Other than financing a few fringe libertarian publications, the Kochs have mostly avoided media investments. Now, Koch Industries, the sprawling private company of which Charles G. Koch serves as chairman and chief executive, is exploring a bid to buy the Tribune Company’s eight regional newspapers, including The Los Angeles Times, The Chicago Tribune, The Baltimore Sun, The Orlando Sentinel and The Hartford Courant.

By early May, the Tribune Company is expected to send financial data to serious suitors in what will be among the largest sales of newspapers by circulation in the country. Koch Industries is among those interested, said several people with direct knowledge of the sale who spoke on the condition they not be named. Tribune emerged from bankruptcy on Dec. 31 and has hired JPMorgan Chase and Evercore Partners to sell its print properties.

The papers, valued at roughly $623 million, would be a financially diminutive deal for Koch Industries, the energy and manufacturing conglomerate based in Wichita, Kan., with annual revenue of about $115 billion.

Politically, however, the papers could serve as a broader platform for the Kochs’ laissez-faire ideas. The Los Angeles Times is the fourth-largest paper in the country, and The Tribune is No. 9, and others are in several battleground states, including two of the largest newspapers in Florida, The Orlando Sentinel and The Sun Sentinel in Fort Lauderdale.
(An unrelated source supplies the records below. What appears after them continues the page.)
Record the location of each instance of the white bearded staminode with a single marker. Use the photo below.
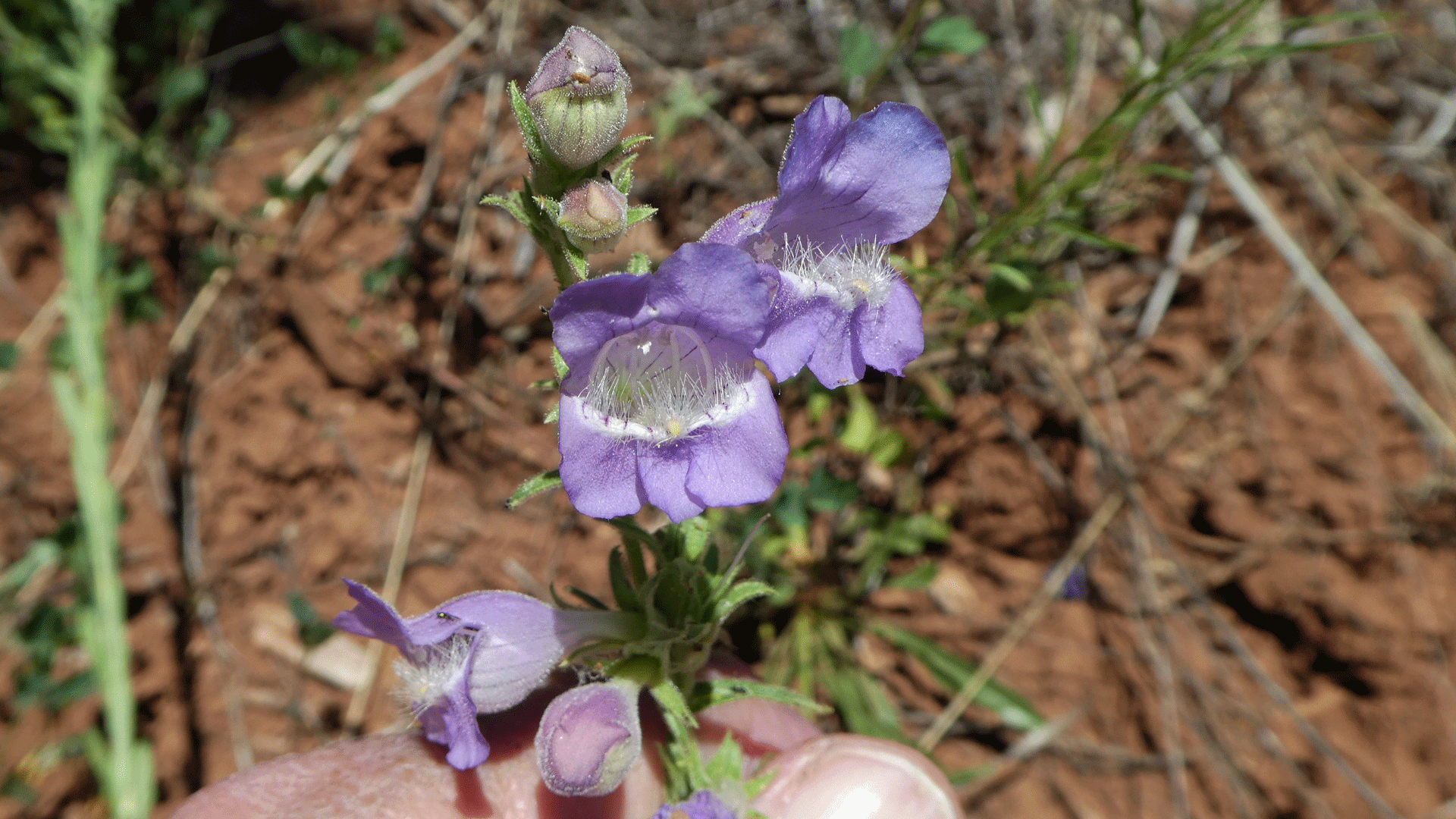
(435, 673)
(660, 384)
(849, 278)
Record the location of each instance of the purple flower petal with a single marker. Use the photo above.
(892, 334)
(453, 723)
(878, 180)
(598, 469)
(379, 620)
(740, 223)
(590, 738)
(663, 469)
(702, 805)
(712, 289)
(743, 461)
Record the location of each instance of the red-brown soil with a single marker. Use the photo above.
(1307, 510)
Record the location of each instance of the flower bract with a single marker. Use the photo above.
(846, 190)
(663, 403)
(579, 98)
(478, 653)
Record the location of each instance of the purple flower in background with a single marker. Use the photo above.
(478, 653)
(702, 805)
(588, 738)
(846, 190)
(663, 403)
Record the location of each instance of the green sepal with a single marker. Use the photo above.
(532, 487)
(510, 205)
(587, 598)
(626, 596)
(622, 149)
(718, 691)
(639, 213)
(952, 672)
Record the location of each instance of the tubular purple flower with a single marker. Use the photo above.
(590, 738)
(579, 98)
(846, 190)
(478, 653)
(663, 403)
(702, 805)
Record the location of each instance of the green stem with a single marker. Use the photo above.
(123, 765)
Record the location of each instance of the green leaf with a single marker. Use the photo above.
(952, 36)
(829, 493)
(952, 672)
(918, 577)
(718, 691)
(639, 213)
(864, 704)
(727, 763)
(316, 50)
(533, 487)
(858, 52)
(737, 595)
(861, 423)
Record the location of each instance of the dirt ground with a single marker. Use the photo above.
(1261, 458)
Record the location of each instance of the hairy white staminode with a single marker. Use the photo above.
(660, 384)
(440, 668)
(849, 278)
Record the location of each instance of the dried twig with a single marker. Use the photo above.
(1028, 617)
(1184, 232)
(1305, 271)
(424, 441)
(382, 101)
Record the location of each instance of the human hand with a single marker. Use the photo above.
(406, 777)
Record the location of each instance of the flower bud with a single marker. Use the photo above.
(590, 738)
(856, 776)
(595, 216)
(580, 98)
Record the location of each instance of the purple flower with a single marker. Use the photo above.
(663, 403)
(846, 190)
(590, 738)
(478, 653)
(702, 805)
(579, 98)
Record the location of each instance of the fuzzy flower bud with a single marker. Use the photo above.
(702, 805)
(478, 653)
(580, 98)
(590, 738)
(595, 216)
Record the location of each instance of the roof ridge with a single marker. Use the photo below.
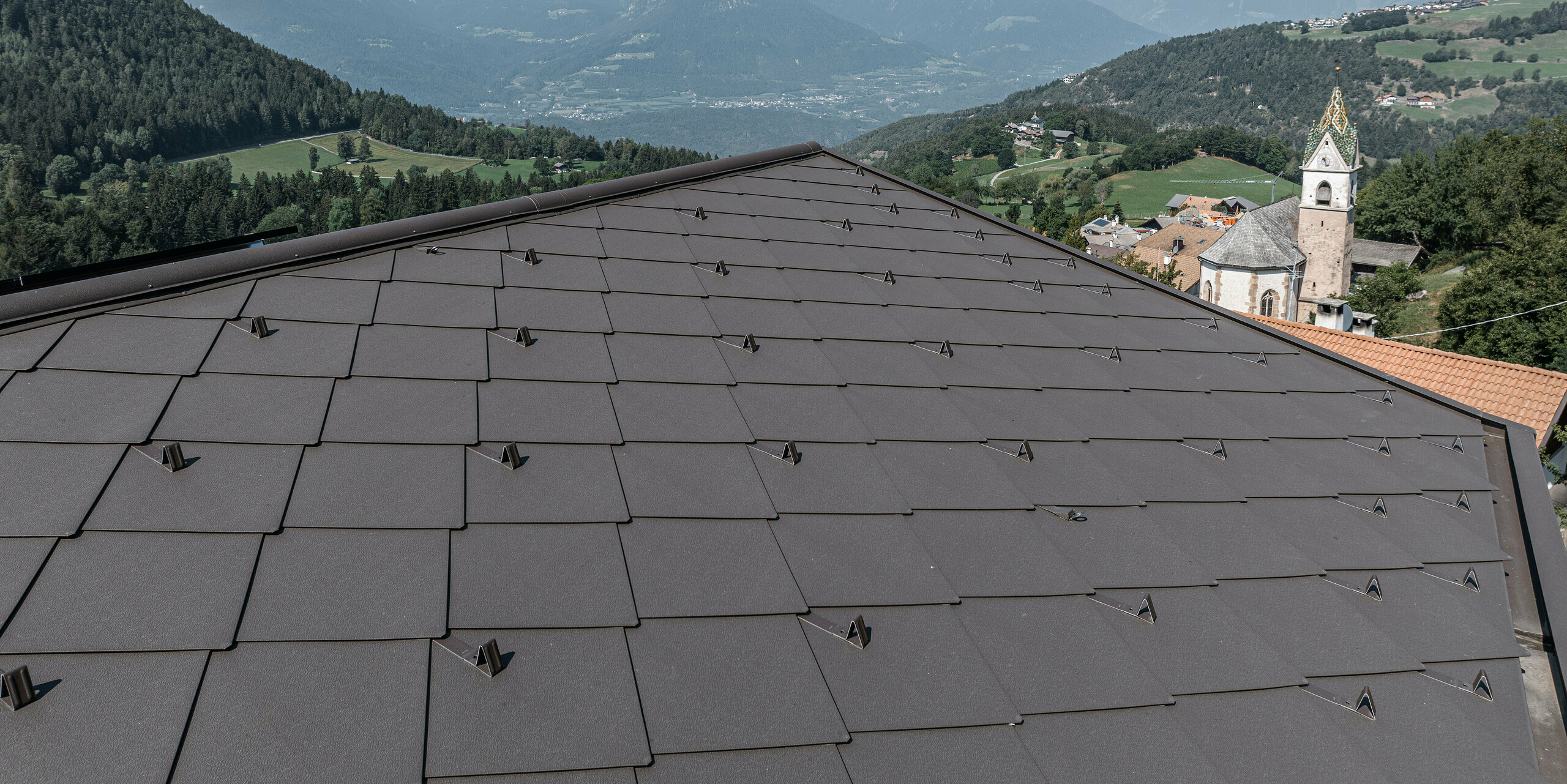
(30, 308)
(1417, 349)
A deal could include Hoy, the second-largest Spanish-language daily newspaper, which speaks to the pivotal Hispanic demographic.


http://www.nytimes.com/2013/04/21/b...tribunes-newspapers.html?pagewanted=all&_r=2&


LMAO

That would be the best thing that ever happened to newspapers lately.
 
And like what FNC did to cable news, command the market. It would be a wise investment, but you'd have to fire all the editors and hire new ones.
 
If only the only people who read newspapers anymore weren't rich, white guys.

btw...the Orlando Sentinel is embarrasingly right wing.

double btw...Halifax Media, under super conservative billionaire Warren Stephens, tried the same thing four years ago with the purchase of a ton of newspapers around the country.

Lot of good that did, huh?
 
A black, liberal gay man who used to post here until he got hounded off the board.

Poet was a swallower of The Obama, nothing more.

Poet, AKA Aaronssongs, has been booted off so many forums it ain't funny.

Oh, I know who Poet is. I was just wondering about the reference to me. Same with the Aaron.

If this guy gets the pigs so worked up they clamor over each other to have him kicked off a fucking internet forum, than I'm honored.

But I'm merely Howey, not Poet, not Aaron.